A panel discussion in Hollywood last week underscored the confusion for entrepreneurs and investors over when is a good time to sell a startup. The debate became so fired up that one panelist responded to another by saying, “That’s bullshit!”
The good news is that no one “charged the mound.” Everyone laughed off the comment instead.
The panel discussion took place at a conference sponsored by the media property AlwaysOn. About 100 people attended and saw the panel’s participants – venture capitalist Tim Draper; banker Mike Montgomery; attorney Mark Stevens, a partner at the Silicon Valley office of Fenwick & West; and entrepreneurs Jason Calacanis and Josh Resnick -agree on a number of issues, such as that it’s better for an entrepreneur to stay on board after an acquisition rather than hightailing it when the check clears.
Draper said, for example, that entrepreneurs who stay with a company after a merger or acquisition often continue pursuing their vision are “generally happier” than those who cash out immediately or soon after the transaction is done.
Giving up on a startup can be crushing, Draper said. “It’s like a divorce or losing a child,” he said. “Entrepreneurs don’t always realize the range of emotions that follow an acquisition.”
Another important consideration for entrepreneurs when weighing an offer is their personal financial situation, though there was little agreement on the panel about whether financial security is worth more than the satisfaction of continuing to steward a successful startup.
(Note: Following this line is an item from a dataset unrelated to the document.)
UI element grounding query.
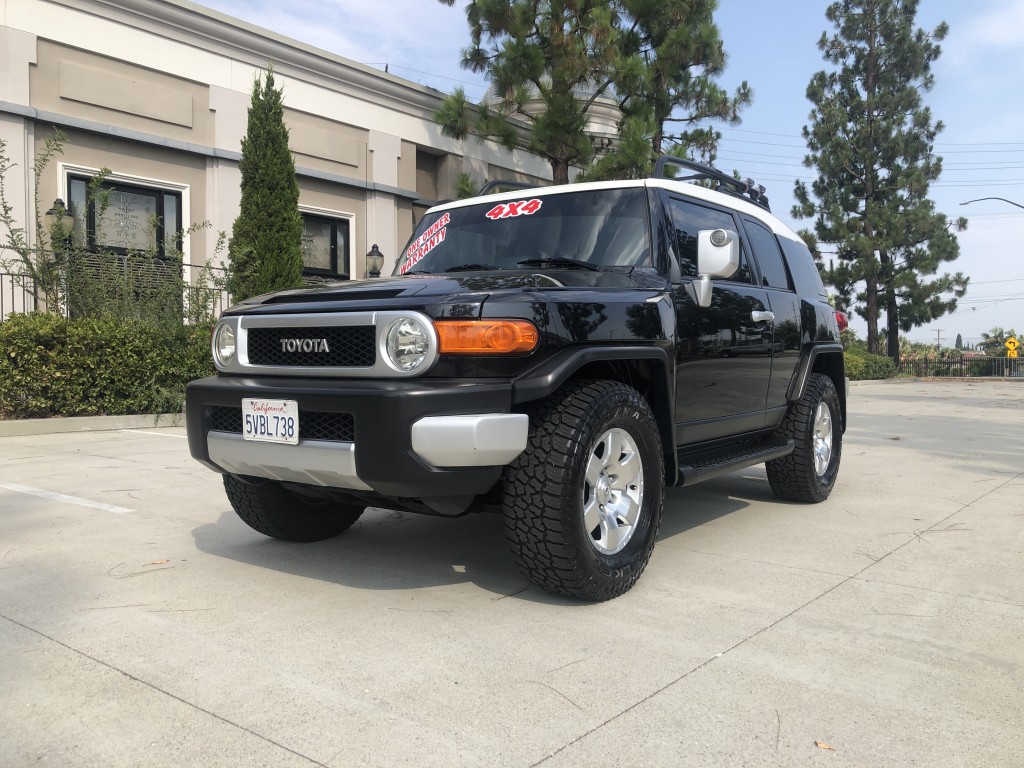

Calacanis, CEO of the blog network Weblogs, which sold to America Online for $25 million last year, suggested that if you don’t have money in the bank, it’s often smart to take what’s on the table for the sake of loved ones.
“Family is a very motivating factor,” he said. “When you come from a middle-class or a blue-collar family, as I have, and your mom is 60 years old and has worked her whole life,” it’s not worth second-guessing what kind of multiple an entrepreneur might get in the future.
Another option, highlighted by Resnick, is to partially sell one’s company. Resnick co-founded video game developer Pandemic Studios and sold a sizable portion of it to Elevation Partners last year. The partial buyout allied Pandemic with Canada-based BioWare. (The combined investment was slightly more than $300 million, according to Elevation.)
The partial liquidity event helped to mitigate risk, Resnick said. “We also wanted to get some capital into the business so we could take advantage of some growing opportunities,” he added.
Montgomery, president and head of media banking at Montgomery & Co., noted that more and more investors are becoming aware of this conflict and are allowing and even encouraging more partial liquidity events. “If you have an entrepreneur with a little more money in his pocket, his risk-profile changes dramatically.”
The panelists, however, had difficulty finding common ground over how acquirers value exits. Not one of them offered any usable formulas. In fact, none seemed to think cash flow was all that important when evaluating potential M&A deals. “When Microsoft bought Hotmail [a DFJ-backed startup that sold for $425 million], it wasn’t for cash flow,” said Draper. “It was a great marketing company.”
Stevens said that an entrepreneur should never focus on selling a company. “Build a great business and make decisions that are not driven by a possible transaction,” he said. “In fact, make decisions that might not even make sense to a transaction. Hire people. Get that additional office. If buyers see you making decisions based on them, they’ll jam you on it every time.”
The panel was titled, “Buy, Sell or Hold,” but it went off on a tangent at one point with Calacanis arguing that entrepreneurs should only raise money from individual investors, not VCs. He said that invidual investors won’t turn ugly on you if the market turns, unlike VCs. Draper countered that VCs do care and in a down market, individual investors are less likely than VCs to give a company more money. VCs care about their investments and they have the resources to nurture them, he said.
It was then that Calacanis said, “That’s bullshit!” and went on to talk about VCs cramming down rounds. The audience laughed and the debate continued.